Published Nov 7, 2019
JJ1991
1 Post
Hi there,
This my first post on here but I need some help/advice of some sort. I am genuinely thinking of leaving nursing.
Just a bit of back story I am a paediatric nurse who has been qualified 2 years or so working on a NICU. I have been off for a long time due to pregnancy illness/maternity leave. As I work in a NHS hospital I have to go back from maternity leave for at least 3 months or pay back my maternity leave.
i went into nursing to go into community care specifically health visiting. As you all know their are absolutely no jobs in this field and the one interview I did have for a band 5 position went to someone with more experience. I cannot carry on with what I’m doing along with ongoing medical issue due to my pregnancy and new childcare concerns (I now have two children) I am so disheartened from working the front line with all the short staffing, blame culture, awful shifts and the fact I cannot get a job within the field I want.
Obviously I cannot up and quit with two children but I just need some advice on what I can do. I need better hours a better life balance and better working conditions. I feel trapped in the position I’m in I know I picked a very specific field to start in but I feel so under qualified and just rubbish.
sorry for the long post and please no judgements I love the patients and parents I work with I’m just so tired already.
skylark, BSN, RN
628 Posts
I'm not entirely clear what your grievance is?
So you had a lot of time off, have come back to work, and want better working conditions. What specifically are you asking for?

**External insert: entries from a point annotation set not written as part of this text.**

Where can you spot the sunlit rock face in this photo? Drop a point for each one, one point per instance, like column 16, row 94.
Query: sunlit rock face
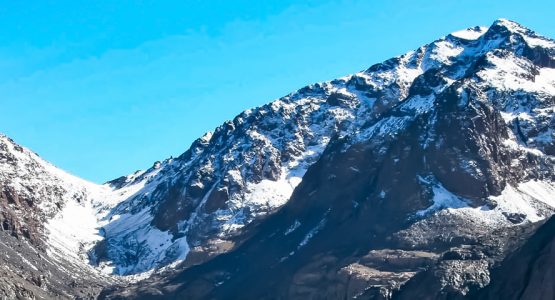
column 441, row 159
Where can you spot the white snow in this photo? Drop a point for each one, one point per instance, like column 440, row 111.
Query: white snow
column 470, row 33
column 523, row 199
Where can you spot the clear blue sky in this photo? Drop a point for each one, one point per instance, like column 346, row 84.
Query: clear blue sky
column 103, row 88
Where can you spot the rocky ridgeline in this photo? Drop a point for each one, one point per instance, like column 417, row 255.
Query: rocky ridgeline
column 428, row 169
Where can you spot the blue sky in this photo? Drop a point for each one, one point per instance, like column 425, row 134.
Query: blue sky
column 103, row 88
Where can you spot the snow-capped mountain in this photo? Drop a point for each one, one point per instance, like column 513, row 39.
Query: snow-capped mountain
column 441, row 159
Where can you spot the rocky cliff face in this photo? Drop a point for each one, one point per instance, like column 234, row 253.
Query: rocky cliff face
column 447, row 167
column 427, row 169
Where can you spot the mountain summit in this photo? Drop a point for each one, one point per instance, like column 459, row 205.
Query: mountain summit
column 417, row 176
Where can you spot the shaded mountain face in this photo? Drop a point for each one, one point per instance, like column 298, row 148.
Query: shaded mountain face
column 527, row 273
column 445, row 161
column 441, row 159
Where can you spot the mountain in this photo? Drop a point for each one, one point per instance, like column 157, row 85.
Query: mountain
column 429, row 169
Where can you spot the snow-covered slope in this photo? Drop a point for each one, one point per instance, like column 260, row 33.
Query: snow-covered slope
column 465, row 125
column 248, row 168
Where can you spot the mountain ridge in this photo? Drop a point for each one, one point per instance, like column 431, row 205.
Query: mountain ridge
column 464, row 123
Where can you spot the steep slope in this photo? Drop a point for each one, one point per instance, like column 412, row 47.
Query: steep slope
column 527, row 273
column 445, row 161
column 48, row 222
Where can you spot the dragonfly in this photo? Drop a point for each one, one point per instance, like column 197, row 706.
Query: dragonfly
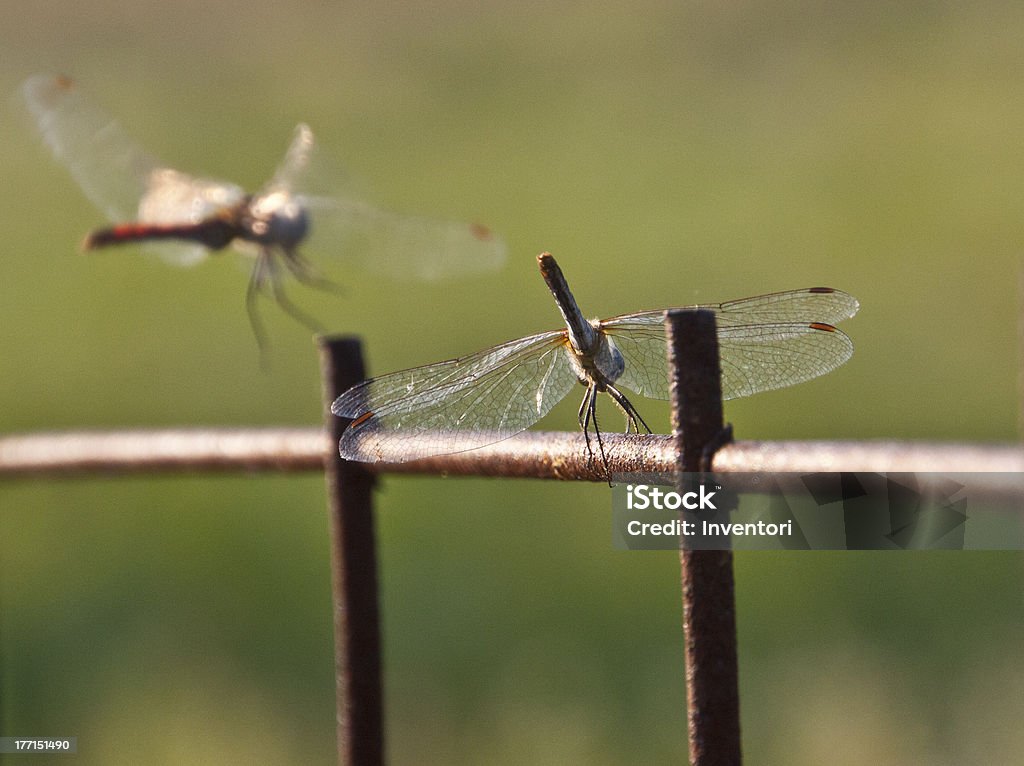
column 765, row 342
column 187, row 217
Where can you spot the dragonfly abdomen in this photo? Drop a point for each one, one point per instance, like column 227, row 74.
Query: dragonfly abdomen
column 215, row 232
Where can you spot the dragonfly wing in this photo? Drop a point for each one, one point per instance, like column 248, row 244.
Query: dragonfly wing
column 766, row 342
column 458, row 405
column 117, row 175
column 110, row 167
column 811, row 304
column 297, row 161
column 400, row 246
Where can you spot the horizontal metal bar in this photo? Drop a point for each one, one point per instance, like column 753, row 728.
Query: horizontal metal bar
column 528, row 455
column 164, row 451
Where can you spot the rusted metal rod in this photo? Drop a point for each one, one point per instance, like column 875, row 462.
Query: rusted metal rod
column 709, row 593
column 353, row 575
column 528, row 455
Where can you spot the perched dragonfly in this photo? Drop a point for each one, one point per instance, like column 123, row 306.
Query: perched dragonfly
column 767, row 342
column 189, row 217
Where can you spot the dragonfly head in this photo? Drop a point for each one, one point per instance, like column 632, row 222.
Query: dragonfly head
column 278, row 219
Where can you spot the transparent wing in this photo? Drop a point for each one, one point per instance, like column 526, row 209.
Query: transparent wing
column 118, row 176
column 110, row 167
column 346, row 226
column 458, row 405
column 297, row 163
column 400, row 246
column 766, row 342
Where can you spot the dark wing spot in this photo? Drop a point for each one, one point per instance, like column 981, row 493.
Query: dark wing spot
column 361, row 420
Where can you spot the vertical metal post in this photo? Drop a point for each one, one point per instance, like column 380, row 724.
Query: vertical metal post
column 353, row 575
column 709, row 597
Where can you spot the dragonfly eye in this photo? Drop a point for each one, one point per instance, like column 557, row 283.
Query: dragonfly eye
column 278, row 219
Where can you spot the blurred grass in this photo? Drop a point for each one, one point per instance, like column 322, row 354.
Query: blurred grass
column 667, row 154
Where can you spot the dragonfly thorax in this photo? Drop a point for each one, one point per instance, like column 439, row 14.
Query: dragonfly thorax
column 603, row 365
column 275, row 218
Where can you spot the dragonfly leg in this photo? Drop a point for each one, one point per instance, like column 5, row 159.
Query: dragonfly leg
column 586, row 416
column 256, row 282
column 282, row 299
column 633, row 418
column 308, row 274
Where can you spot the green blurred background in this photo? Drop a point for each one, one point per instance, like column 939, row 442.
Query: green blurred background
column 667, row 154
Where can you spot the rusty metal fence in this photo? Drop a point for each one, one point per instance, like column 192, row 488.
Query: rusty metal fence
column 709, row 604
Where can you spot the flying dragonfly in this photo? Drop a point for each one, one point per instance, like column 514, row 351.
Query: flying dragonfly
column 766, row 342
column 187, row 217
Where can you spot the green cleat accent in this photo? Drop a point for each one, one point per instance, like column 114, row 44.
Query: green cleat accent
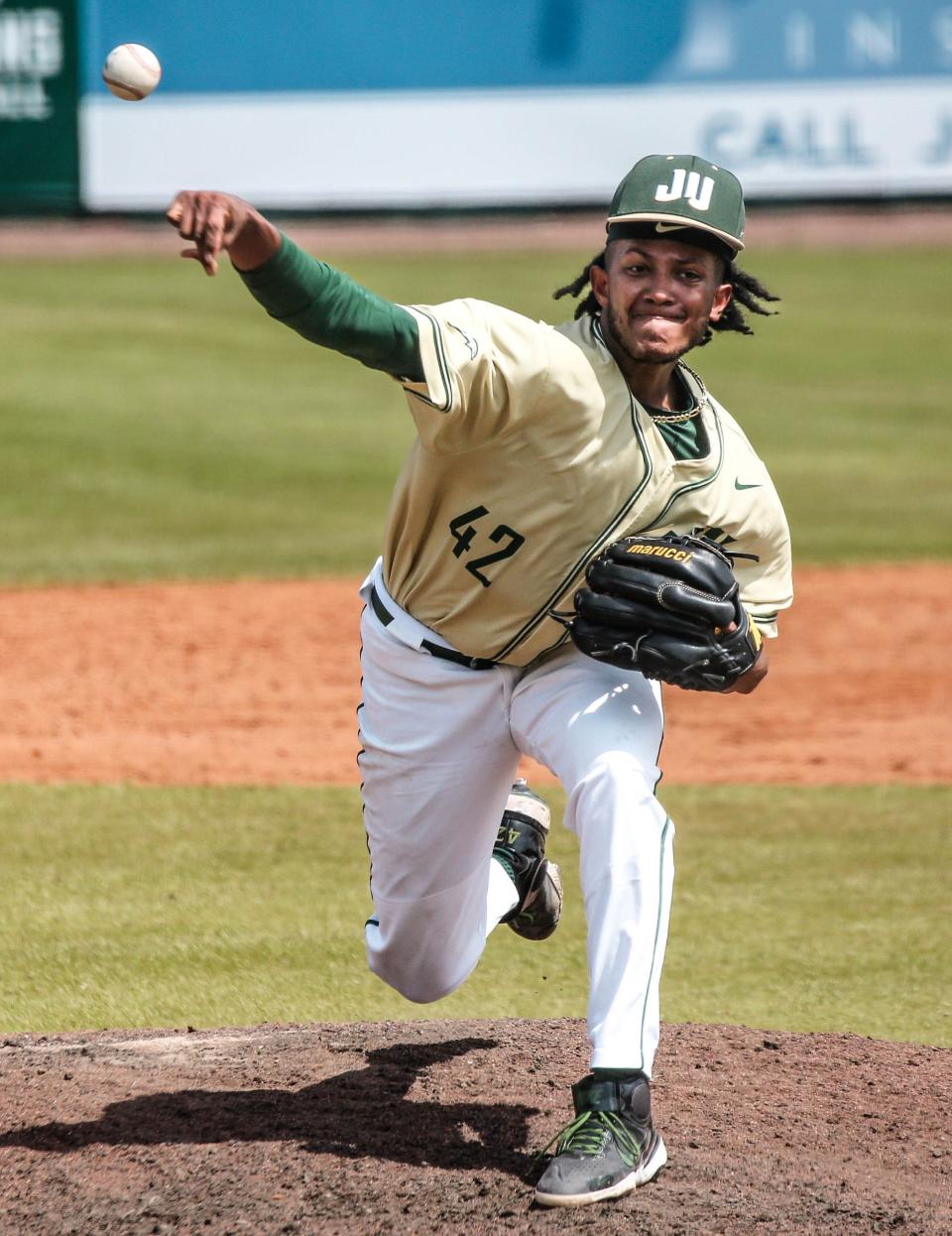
column 610, row 1149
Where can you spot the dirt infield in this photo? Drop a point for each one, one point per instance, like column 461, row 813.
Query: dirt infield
column 259, row 682
column 431, row 1129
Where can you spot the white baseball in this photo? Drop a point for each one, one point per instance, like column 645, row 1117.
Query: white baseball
column 131, row 70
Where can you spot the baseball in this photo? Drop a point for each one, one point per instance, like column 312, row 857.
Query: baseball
column 131, row 70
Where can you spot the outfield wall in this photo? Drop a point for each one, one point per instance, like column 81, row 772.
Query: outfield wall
column 411, row 104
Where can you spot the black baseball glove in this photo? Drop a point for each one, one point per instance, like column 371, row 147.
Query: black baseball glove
column 662, row 604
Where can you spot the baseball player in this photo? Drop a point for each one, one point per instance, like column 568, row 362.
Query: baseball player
column 536, row 447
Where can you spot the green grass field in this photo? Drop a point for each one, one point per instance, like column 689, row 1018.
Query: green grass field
column 157, row 425
column 806, row 910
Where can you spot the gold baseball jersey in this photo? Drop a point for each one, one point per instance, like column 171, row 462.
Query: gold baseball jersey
column 532, row 455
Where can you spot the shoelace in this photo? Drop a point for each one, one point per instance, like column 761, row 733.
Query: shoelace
column 587, row 1134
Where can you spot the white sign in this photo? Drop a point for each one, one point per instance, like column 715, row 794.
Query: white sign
column 500, row 147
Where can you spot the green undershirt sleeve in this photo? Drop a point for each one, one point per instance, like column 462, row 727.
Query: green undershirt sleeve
column 326, row 307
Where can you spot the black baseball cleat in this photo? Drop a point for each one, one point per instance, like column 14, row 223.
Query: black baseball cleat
column 610, row 1147
column 521, row 848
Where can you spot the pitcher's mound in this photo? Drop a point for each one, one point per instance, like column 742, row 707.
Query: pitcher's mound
column 416, row 1127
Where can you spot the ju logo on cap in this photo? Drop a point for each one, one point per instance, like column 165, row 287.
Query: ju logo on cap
column 676, row 191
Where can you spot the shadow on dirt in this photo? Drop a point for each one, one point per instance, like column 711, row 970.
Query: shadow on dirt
column 355, row 1114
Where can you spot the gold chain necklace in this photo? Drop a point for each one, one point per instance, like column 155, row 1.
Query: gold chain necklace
column 674, row 418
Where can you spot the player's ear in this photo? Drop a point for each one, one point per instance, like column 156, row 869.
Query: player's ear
column 599, row 277
column 723, row 296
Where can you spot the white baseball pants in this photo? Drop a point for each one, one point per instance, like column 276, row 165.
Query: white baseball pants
column 440, row 745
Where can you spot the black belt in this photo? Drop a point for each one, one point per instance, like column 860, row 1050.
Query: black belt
column 444, row 654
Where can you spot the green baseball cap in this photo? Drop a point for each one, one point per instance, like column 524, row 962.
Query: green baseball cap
column 680, row 192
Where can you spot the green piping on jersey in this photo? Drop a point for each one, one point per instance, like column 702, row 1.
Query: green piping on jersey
column 604, row 539
column 440, row 360
column 665, row 830
column 694, row 485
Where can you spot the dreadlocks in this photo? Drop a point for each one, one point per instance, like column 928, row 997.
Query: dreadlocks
column 748, row 295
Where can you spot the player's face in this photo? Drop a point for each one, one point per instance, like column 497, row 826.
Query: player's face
column 657, row 297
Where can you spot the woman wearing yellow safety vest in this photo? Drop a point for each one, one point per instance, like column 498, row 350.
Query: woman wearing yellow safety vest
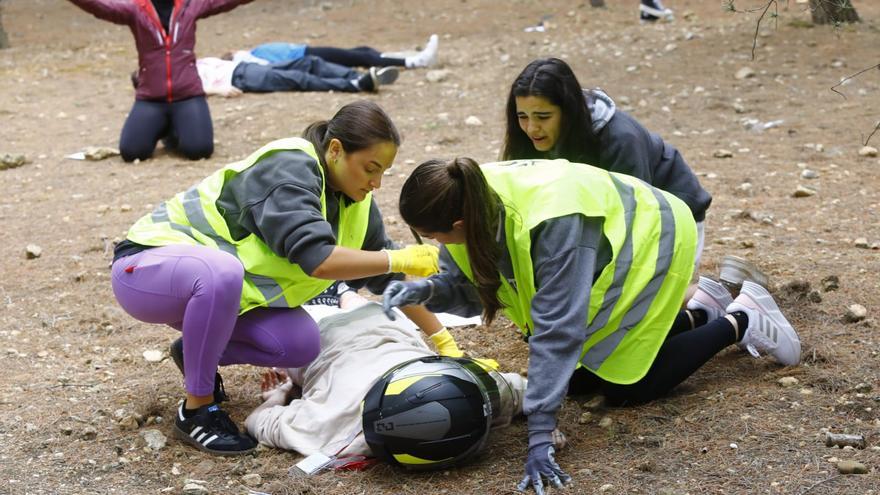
column 592, row 266
column 230, row 261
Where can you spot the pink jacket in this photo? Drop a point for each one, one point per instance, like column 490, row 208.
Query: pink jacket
column 166, row 61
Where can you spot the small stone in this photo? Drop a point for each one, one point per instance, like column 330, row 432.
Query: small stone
column 869, row 151
column 851, row 467
column 203, row 468
column 88, row 433
column 128, row 423
column 803, row 192
column 154, row 355
column 95, row 153
column 788, row 381
column 194, row 489
column 473, row 120
column 154, row 439
column 830, row 283
column 253, row 480
column 437, row 75
column 594, row 404
column 32, row 251
column 855, row 313
column 744, row 73
column 12, row 160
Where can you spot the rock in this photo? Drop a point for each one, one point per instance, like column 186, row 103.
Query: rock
column 154, row 439
column 869, row 151
column 95, row 153
column 437, row 75
column 855, row 313
column 154, row 355
column 851, row 467
column 88, row 433
column 128, row 422
column 744, row 73
column 787, row 381
column 203, row 468
column 830, row 283
column 252, row 480
column 473, row 120
column 594, row 404
column 844, row 440
column 32, row 251
column 12, row 160
column 192, row 488
column 803, row 192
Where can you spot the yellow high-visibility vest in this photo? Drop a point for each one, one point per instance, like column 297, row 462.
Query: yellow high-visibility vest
column 637, row 296
column 192, row 217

If you have child care issues, then its easiest to work something that is 9 to 5. Outpatients maybe?
Some clinical areas are prepared to be very flexible in order to retain key staff. I was fortunate that my A&E allowed me to work Mon to Fri 8 to 4 when I was a single parent, so can you request similar school hours?
Health visiting is a separate qualification, I think its a community practitioner degree, but I'm overseas now so not up to date with post reg training at all. But you have minimal experience, and training places are highly sought after, so its not going to be an option until you have a few more years experience.